Heaven Hill Kentucky Blended Whiskey
- Heaven Hill Kentucky Blended Whiskey
- Type: Blended whiskey
- Manufacturer: Heaven Hill
- Origin: Kentucky, United States
- Alcohol by volume: 40%
- Proof (US): 80
- Related products: Heaven Hill

= Heaven Hill Kentucky Whiskey =

Heaven Hill Kentucky Whiskey is an American blended whiskey produced in Bardstown, Kentucky by Heaven Hill Distilleries. The company sells a variety of blended whiskeys and straight bourbons in 16 oz (1 pint), 750ml, and 1-liter glass bottles, and in 1.75L plastic bottles.

==Blended whiskey==
Unlike Heaven Hill Bourbon, which is a 100% straight bourbon and can only be made with uncut natural ingredients that include corn, malted barley and rye, Heaven Hill blended whiskeys can employ a less expensive and wider range of ingredients and production methods.
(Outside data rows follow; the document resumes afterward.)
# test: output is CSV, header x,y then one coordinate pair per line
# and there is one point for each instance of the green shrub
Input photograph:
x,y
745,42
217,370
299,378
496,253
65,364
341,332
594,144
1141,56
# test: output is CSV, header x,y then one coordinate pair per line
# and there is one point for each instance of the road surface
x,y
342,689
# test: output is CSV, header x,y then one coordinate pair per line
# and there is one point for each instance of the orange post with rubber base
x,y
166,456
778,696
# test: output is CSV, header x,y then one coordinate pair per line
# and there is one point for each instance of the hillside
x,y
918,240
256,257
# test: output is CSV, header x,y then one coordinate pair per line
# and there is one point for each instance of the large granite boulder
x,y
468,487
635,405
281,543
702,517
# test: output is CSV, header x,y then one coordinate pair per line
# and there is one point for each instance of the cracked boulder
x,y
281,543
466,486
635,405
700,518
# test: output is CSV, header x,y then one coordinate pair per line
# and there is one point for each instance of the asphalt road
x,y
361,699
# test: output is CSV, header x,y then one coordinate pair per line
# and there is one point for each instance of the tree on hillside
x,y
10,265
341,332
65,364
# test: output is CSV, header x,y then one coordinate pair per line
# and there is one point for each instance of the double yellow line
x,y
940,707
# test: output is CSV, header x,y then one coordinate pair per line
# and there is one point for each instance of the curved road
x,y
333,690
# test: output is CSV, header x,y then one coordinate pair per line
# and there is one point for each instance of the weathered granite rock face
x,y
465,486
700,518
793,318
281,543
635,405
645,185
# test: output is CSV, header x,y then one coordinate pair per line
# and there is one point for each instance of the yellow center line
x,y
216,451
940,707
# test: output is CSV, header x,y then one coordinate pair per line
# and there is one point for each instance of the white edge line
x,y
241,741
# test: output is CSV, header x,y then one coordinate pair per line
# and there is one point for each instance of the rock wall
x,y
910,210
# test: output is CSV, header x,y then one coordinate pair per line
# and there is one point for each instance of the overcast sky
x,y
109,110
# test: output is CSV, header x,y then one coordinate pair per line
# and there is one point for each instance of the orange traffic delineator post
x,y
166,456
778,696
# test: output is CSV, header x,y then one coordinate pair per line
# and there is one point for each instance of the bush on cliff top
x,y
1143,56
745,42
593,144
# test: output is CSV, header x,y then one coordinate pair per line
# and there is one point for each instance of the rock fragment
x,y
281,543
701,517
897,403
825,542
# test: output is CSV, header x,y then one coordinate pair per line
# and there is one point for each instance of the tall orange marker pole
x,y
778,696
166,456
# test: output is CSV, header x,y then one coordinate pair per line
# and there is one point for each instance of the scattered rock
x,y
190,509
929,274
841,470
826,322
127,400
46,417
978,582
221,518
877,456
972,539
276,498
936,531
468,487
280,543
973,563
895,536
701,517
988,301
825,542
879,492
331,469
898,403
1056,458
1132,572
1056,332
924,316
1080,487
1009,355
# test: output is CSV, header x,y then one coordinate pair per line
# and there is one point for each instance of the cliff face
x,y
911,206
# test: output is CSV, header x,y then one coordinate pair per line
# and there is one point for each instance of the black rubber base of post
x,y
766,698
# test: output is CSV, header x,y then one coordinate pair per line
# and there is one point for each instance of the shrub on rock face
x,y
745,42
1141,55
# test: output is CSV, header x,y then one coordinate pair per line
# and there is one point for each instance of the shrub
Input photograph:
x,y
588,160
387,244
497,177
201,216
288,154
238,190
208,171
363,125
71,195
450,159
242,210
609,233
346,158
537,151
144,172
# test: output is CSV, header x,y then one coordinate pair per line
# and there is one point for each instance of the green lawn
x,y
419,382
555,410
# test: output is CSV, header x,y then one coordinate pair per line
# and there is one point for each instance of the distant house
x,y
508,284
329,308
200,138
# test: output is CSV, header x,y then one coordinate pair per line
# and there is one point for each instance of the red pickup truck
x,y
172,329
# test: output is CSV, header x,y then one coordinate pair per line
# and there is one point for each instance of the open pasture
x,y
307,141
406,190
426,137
In fact, Heaven Hill Kentucky Whiskey is only 20% straight bourbon and 80% neutral grain spirits (similar to grain alcohol with no color or smell). Neutral grain spirits can be aged in used oak barrels or not aged at all, while "straight" bourbon must be aged a minimum of two years in newly charred oak barrels and must not be distilled to such a high level of alcohol content that the flavor of the original mash is removed.

Heaven Hill Distilleries also produces five other blended whiskies: Gukenheimer, Kentucky Deluxe, Kentucky Beau, T. W. Samuels and Wilson.

==Reviews==
Food critic Morgan Murphy said "This bourbon's strong fruit notes and mellow oaks make it seem like a much pricier bottle."